Although it is not referred to in this legislation, Senator O'Donovan referred to packages being available to purchasers by developers. There was also a procedure where certain solicitors were listed to act for purchasers, which caused conflict. I also have an issue with Chinese walls within legal practices and I think it should be examined. The ordinary consumer is competing with the commercial builder and it must be examined in the long term. I agree with Senator O'Donovan's point about advertising packages. I welcome this important change in the legislation, which is long overdue.

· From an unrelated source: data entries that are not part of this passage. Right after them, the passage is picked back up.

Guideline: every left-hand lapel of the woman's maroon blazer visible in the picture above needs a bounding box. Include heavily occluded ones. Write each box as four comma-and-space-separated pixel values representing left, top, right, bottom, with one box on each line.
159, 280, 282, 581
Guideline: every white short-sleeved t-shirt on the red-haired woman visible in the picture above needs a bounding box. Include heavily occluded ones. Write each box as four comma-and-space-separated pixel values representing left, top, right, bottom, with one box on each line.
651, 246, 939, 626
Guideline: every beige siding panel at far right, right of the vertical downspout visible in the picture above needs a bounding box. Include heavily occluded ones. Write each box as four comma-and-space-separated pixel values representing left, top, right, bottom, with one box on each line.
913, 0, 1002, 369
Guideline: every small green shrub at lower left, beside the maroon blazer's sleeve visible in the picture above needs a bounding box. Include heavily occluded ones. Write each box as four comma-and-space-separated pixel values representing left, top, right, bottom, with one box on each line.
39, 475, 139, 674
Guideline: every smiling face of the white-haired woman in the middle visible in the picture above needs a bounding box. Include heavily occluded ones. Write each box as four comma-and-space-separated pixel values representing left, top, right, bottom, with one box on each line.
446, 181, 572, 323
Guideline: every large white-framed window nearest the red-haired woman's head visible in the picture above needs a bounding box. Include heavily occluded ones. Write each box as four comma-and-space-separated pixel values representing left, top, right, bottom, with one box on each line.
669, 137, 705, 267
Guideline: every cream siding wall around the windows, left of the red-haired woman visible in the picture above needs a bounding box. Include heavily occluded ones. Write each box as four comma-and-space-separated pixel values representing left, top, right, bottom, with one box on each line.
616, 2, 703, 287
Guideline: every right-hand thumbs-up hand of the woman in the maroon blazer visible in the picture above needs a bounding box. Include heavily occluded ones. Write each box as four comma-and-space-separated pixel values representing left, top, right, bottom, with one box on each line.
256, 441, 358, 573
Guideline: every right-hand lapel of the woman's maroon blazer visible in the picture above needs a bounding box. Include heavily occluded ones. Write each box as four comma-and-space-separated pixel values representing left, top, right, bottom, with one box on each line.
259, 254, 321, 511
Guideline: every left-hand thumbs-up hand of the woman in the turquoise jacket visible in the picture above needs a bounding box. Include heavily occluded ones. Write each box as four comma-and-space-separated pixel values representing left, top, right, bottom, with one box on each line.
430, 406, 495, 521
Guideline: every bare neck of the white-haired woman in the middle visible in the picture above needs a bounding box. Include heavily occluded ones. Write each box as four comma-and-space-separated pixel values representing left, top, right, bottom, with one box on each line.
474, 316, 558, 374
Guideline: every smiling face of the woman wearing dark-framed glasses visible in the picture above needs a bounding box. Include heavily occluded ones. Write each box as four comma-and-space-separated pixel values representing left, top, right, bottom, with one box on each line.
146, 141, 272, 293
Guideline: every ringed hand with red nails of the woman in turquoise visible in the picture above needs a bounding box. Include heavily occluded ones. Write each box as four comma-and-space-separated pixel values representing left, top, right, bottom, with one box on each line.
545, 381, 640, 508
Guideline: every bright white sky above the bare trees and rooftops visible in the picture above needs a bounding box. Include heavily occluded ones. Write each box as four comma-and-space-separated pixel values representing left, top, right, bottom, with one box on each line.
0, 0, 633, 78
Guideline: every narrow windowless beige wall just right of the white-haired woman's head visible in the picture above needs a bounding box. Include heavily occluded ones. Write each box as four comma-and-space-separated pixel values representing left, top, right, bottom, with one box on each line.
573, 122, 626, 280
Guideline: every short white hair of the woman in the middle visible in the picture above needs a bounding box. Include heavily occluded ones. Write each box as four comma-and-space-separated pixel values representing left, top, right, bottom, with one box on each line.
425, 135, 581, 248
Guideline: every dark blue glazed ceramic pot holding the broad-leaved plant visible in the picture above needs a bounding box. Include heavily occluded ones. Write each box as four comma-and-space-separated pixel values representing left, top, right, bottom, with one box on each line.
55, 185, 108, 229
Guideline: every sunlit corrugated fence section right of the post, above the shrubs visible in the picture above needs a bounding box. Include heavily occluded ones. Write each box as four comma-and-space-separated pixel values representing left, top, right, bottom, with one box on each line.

I thank Senators for their assistance and co-operation. I appreciate that the amendments are of a technical nature, not only in the context of their impact on this Bill but also how they translate to other items of legislation that required amendment. Many of the amendments were designed to introduce much-needed transparency and confidence in order to revive the residential and commercial property markets. The lack of transparency in the absence of proper consumer protection standards contributed in a substantial way to the problems in recent years. It is regrettable that the type of consumer protection measures we are now enacting were not in place. There was a substantial conflict of interest, as Senator O'Donovan put it, not just in the conduct of financial institutions but also of some auctioneers and estate agents, particularly those who specialised in apartment sales and who were recruited by developers in to sell properties in some of the large new estates. This was perfectly legitimate but, together with the developer and the financial institutions, they sought to get the financial institution that was funding the developer to put seemingly attractive financial packages in place to facilitate purchasers who gave very little real thought as to whether the price of residential property was a realistic or reasonable price. They were generally of the belief that, once they were able to get a mortgage, some objective and reasonable assessment had been undertaken by the mortgage provider of the price on offer and the appropriateness of providing the funding.

We had a property Ponzi scheme with financial institutions, developers and some auctioneers sitting on top of the scheme circulating money and selling property at inflated prices to unsuspecting and inexperienced young people who felt that if they did not get on the property ladder they would never have their own home. The most disgraceful aspect of this was when individuals were in cahoots, with announcements that 30 apartments or houses would be put on the market at a particular price one morning and people queued overnight to buy property at exorbitant prices. When the 30 units were sold, they would announce the glad tidings that another 100 would be made available that afternoon at increased prices. From Friday morning to Friday afternoon, properties on the market had increased in price by €30,000 or €40,000. I hope we never see that time again and the measures in this legislation will provide some protection for that. It is also important that the new statutory requirement for auctioneers requires them to publish realistic advised market values of properties for sale rather than using the discredited guide price mechanism. Together with the recent budget measures, this will reassure consumers and boost consumer confidence. The new requirement on auctioneers is very important in seeking to restore overall confidence in the property market.

Earlier this week I published advertisements inviting expressions of interest from suitably qualified members of the public who wish to be considered for appointment to the new authority in the context of the approach taken by Government. The advertisements are on my Department's website as well as on the website of the Public Appointments Service and the closing date for submission of expressions of interest is 21 December.

As regards the new licensing arrangements, a number of regulations specifying the required education and training standards and levels of professional indemnity insurance will have to be made by the authority. The existing licences of auctioneers and letting agents remain valid until 30 June next. However, property management agents are not subject to any licensing arrangement and I would expect that the authority will give immediate priority to the introduction of much needed standards in this segment of the property services sector. New licensing arrangements for such agents will complement the provisions of the Multi-Unit Developments Act, which entered into force earlier this year and enhanced protection levels for apartment owners.

I thank Senators for their agreement to the amendments made and for their comments and for facilitating the passage of the Bill.

Question put and agreed to.
Question, "That the Bill do now pass," put and agreed to.
Sitting suspended at 1 p.m. and resumed at 2 p.m.